🤖 AI Summary
To address the challenge of medium- to long-term urban traffic congestion forecasting, this paper proposes a supervised machine learning model that jointly encodes spatiotemporal features and multidimensional meteorological variables (e.g., temperature, humidity) to enable up to seven-day forward-looking congestion predictions. Unlike prior approaches, our work is the first to systematically integrate fine-grained spatiotemporal patterns with heterogeneous meteorological covariates, thereby significantly enhancing model deployability and proactive mitigation utility in real-world urban settings. Evaluated on a large-scale, real-world traffic dataset from New Delhi, the model achieves an average root mean square error (RMSE) of 1.12, demonstrating both high temporal responsiveness and low prediction error. The method delivers reliable, operationally actionable congestion early warnings and supports data-driven, preemptive traffic management interventions.
📝 Abstract
The prediction of traffic congestion can serve a crucial role in making future decisions.
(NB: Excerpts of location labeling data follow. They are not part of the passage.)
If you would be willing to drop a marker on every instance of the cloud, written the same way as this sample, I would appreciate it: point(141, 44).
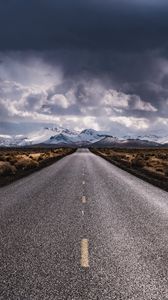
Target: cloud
point(85, 63)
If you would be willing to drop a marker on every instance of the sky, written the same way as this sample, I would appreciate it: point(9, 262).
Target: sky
point(84, 64)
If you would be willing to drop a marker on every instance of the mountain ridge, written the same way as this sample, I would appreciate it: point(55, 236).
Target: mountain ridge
point(59, 136)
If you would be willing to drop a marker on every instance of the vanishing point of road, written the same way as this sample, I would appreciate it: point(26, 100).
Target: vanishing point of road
point(83, 229)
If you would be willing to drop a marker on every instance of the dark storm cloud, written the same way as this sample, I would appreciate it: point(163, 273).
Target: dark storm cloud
point(100, 58)
point(48, 24)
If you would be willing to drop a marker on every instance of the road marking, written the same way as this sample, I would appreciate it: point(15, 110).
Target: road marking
point(84, 253)
point(83, 199)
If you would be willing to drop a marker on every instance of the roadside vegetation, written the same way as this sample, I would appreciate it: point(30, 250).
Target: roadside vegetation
point(16, 163)
point(148, 164)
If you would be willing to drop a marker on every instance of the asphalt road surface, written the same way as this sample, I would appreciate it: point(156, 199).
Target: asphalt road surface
point(83, 229)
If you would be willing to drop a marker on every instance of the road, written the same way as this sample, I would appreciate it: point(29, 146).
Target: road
point(83, 229)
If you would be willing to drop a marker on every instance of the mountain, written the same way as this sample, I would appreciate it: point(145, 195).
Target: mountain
point(57, 136)
point(63, 137)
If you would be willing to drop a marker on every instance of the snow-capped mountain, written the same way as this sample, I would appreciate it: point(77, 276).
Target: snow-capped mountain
point(54, 136)
point(59, 136)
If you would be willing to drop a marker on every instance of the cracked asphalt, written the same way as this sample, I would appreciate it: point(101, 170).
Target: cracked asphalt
point(122, 221)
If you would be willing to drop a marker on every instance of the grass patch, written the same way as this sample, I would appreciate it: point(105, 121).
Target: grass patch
point(148, 164)
point(16, 163)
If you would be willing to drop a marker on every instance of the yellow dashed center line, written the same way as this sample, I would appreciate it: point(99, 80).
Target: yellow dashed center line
point(84, 253)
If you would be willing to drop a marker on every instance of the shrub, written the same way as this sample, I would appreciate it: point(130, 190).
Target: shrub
point(138, 162)
point(6, 169)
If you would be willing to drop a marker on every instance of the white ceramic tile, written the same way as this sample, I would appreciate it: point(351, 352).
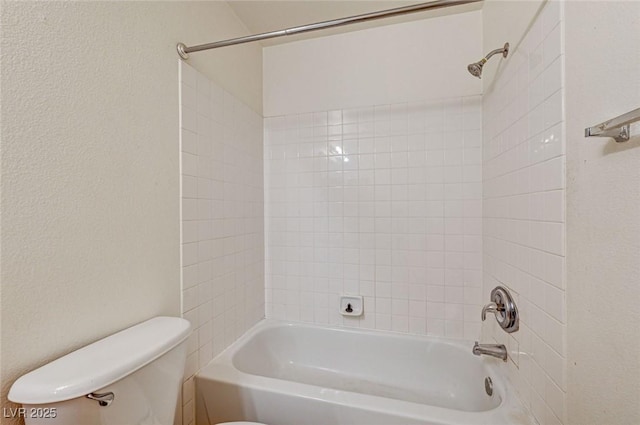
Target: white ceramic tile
point(523, 220)
point(375, 195)
point(222, 213)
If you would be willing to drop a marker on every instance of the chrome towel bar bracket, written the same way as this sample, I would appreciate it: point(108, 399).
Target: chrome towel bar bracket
point(619, 127)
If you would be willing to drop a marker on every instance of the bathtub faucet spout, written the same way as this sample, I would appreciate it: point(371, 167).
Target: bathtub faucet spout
point(493, 350)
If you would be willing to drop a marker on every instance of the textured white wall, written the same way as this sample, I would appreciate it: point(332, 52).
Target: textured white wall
point(603, 200)
point(90, 165)
point(407, 62)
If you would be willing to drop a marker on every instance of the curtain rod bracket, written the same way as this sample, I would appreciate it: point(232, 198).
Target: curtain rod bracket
point(183, 55)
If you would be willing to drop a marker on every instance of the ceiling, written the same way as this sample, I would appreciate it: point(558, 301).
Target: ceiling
point(267, 15)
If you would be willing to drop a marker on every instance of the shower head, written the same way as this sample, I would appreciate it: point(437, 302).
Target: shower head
point(475, 68)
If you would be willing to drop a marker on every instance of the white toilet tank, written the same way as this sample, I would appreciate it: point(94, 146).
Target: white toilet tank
point(134, 377)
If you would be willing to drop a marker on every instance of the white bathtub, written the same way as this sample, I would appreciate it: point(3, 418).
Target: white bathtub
point(296, 374)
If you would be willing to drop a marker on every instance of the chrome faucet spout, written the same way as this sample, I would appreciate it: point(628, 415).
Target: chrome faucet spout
point(494, 350)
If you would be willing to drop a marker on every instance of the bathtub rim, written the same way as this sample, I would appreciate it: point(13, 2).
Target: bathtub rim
point(222, 369)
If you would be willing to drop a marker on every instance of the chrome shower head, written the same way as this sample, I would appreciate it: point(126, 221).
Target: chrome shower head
point(475, 68)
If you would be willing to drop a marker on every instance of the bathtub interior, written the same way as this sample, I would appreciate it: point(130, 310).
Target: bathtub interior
point(418, 370)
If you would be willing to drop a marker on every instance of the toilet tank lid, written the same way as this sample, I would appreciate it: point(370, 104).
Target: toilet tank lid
point(101, 363)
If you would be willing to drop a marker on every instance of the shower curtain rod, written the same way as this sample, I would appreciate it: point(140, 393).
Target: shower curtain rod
point(184, 50)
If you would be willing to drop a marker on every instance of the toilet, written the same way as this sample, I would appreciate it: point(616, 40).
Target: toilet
point(132, 377)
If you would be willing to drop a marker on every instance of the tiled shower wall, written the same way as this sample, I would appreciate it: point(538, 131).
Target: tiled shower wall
point(222, 212)
point(381, 201)
point(524, 216)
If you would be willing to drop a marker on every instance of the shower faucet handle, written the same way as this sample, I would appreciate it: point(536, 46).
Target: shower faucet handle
point(489, 308)
point(504, 308)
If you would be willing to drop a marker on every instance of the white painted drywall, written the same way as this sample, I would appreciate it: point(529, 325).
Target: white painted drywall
point(90, 165)
point(406, 62)
point(603, 224)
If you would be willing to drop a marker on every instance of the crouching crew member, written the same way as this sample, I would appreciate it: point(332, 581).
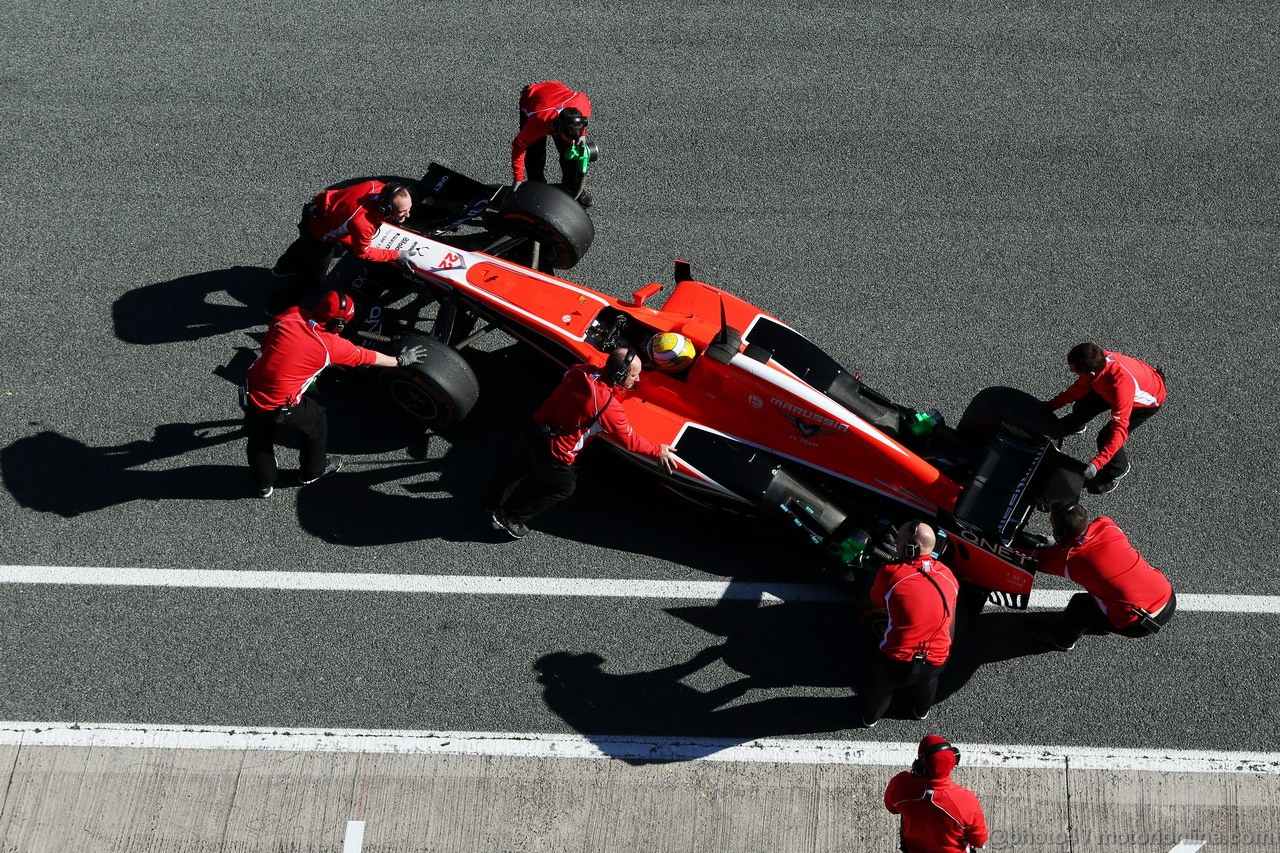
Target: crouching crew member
point(1124, 594)
point(552, 109)
point(918, 596)
point(1130, 388)
point(938, 815)
point(348, 217)
point(539, 470)
point(297, 346)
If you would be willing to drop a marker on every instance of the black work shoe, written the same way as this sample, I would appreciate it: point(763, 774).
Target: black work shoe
point(1104, 487)
point(332, 465)
point(1045, 634)
point(502, 521)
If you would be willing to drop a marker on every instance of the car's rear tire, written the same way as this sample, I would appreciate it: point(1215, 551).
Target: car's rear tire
point(997, 406)
point(439, 391)
point(549, 215)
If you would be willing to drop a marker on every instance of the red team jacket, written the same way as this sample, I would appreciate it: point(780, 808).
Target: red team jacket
point(571, 409)
point(540, 104)
point(938, 815)
point(350, 217)
point(1110, 569)
point(1125, 383)
point(917, 617)
point(295, 351)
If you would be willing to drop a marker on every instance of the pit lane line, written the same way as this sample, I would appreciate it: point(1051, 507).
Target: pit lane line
point(551, 587)
point(632, 748)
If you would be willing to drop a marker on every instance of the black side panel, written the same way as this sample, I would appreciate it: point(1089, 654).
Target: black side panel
point(795, 352)
point(996, 500)
point(736, 466)
point(803, 357)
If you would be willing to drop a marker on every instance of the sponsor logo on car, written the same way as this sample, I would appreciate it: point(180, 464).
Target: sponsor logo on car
point(808, 423)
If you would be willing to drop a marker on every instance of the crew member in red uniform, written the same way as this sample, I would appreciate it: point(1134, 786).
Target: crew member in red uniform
point(297, 346)
point(938, 815)
point(1123, 593)
point(556, 110)
point(1130, 388)
point(918, 597)
point(348, 217)
point(539, 470)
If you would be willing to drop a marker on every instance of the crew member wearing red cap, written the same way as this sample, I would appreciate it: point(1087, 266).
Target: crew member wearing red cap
point(539, 471)
point(344, 217)
point(917, 596)
point(298, 345)
point(938, 816)
point(1130, 388)
point(552, 109)
point(1123, 593)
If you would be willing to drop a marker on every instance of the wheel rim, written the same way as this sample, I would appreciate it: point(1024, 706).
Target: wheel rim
point(417, 401)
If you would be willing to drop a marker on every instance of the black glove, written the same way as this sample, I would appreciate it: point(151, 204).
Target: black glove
point(411, 355)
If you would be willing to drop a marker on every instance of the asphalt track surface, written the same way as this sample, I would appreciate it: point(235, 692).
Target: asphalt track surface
point(946, 196)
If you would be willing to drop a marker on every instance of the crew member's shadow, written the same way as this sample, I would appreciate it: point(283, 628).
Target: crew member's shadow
point(801, 648)
point(990, 638)
point(193, 306)
point(54, 473)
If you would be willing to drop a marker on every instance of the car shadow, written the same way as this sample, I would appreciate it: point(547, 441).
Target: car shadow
point(193, 306)
point(54, 473)
point(993, 638)
point(654, 716)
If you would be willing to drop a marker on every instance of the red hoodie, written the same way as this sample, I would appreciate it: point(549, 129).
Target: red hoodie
point(1125, 383)
point(540, 104)
point(920, 615)
point(295, 350)
point(571, 413)
point(351, 217)
point(938, 816)
point(1110, 569)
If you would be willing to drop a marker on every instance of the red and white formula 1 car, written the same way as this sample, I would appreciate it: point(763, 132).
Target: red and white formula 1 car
point(760, 420)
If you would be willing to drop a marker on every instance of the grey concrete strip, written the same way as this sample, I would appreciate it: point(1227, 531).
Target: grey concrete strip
point(1136, 811)
point(168, 801)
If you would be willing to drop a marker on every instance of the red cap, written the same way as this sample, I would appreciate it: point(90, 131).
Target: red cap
point(937, 763)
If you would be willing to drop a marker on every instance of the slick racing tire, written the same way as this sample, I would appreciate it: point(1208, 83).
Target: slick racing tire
point(551, 217)
point(437, 392)
point(995, 406)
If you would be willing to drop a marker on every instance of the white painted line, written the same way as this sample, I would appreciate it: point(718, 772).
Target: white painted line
point(551, 587)
point(552, 746)
point(437, 584)
point(355, 839)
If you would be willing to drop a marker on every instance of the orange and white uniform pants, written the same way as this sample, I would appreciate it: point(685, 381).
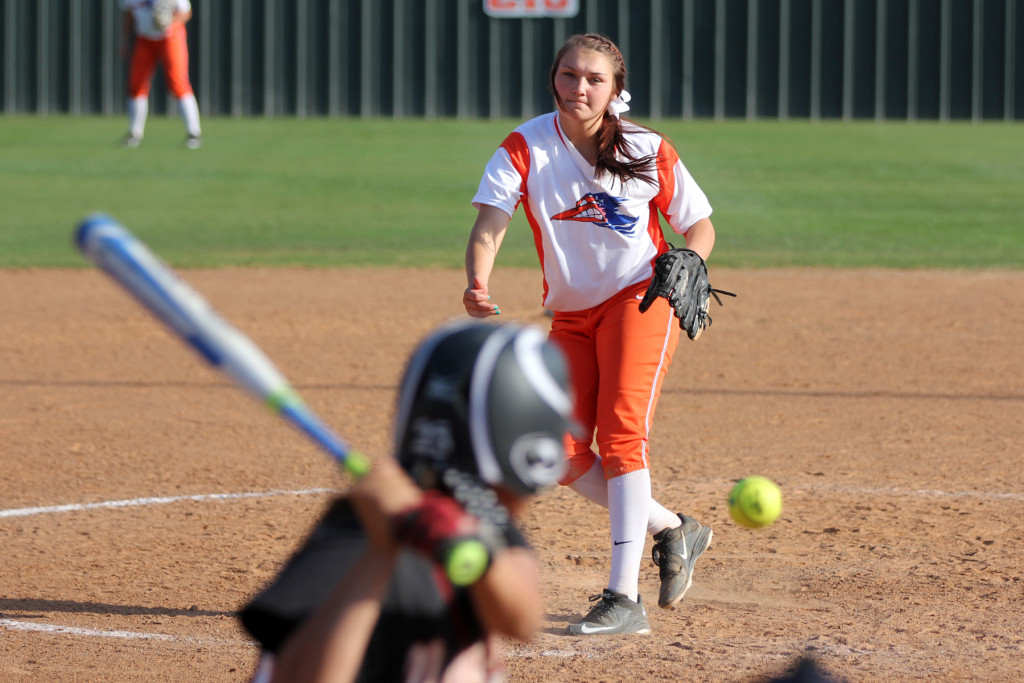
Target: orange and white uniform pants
point(617, 359)
point(171, 52)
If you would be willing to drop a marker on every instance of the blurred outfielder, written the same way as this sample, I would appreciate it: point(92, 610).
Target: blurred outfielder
point(159, 30)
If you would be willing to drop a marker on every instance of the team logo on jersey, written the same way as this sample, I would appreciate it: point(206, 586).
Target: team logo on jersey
point(602, 209)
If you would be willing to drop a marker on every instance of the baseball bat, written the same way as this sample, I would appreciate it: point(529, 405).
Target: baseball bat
point(186, 313)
Although many studies have been conducted regarding congestion, most of these could not cover all the important factors (e.g., weather conditions). We proposed a prediction model for traffic congestion that can predict congestion based on day, time and several weather data (e.g., temperature, humidity). To evaluate our model, it has been tested against the traffic data of New Delhi. With this model, congestion of a road can be predicted one week ahead with an average RMSE of 1.12. Therefore, this model can be used to take preventive measure beforehand.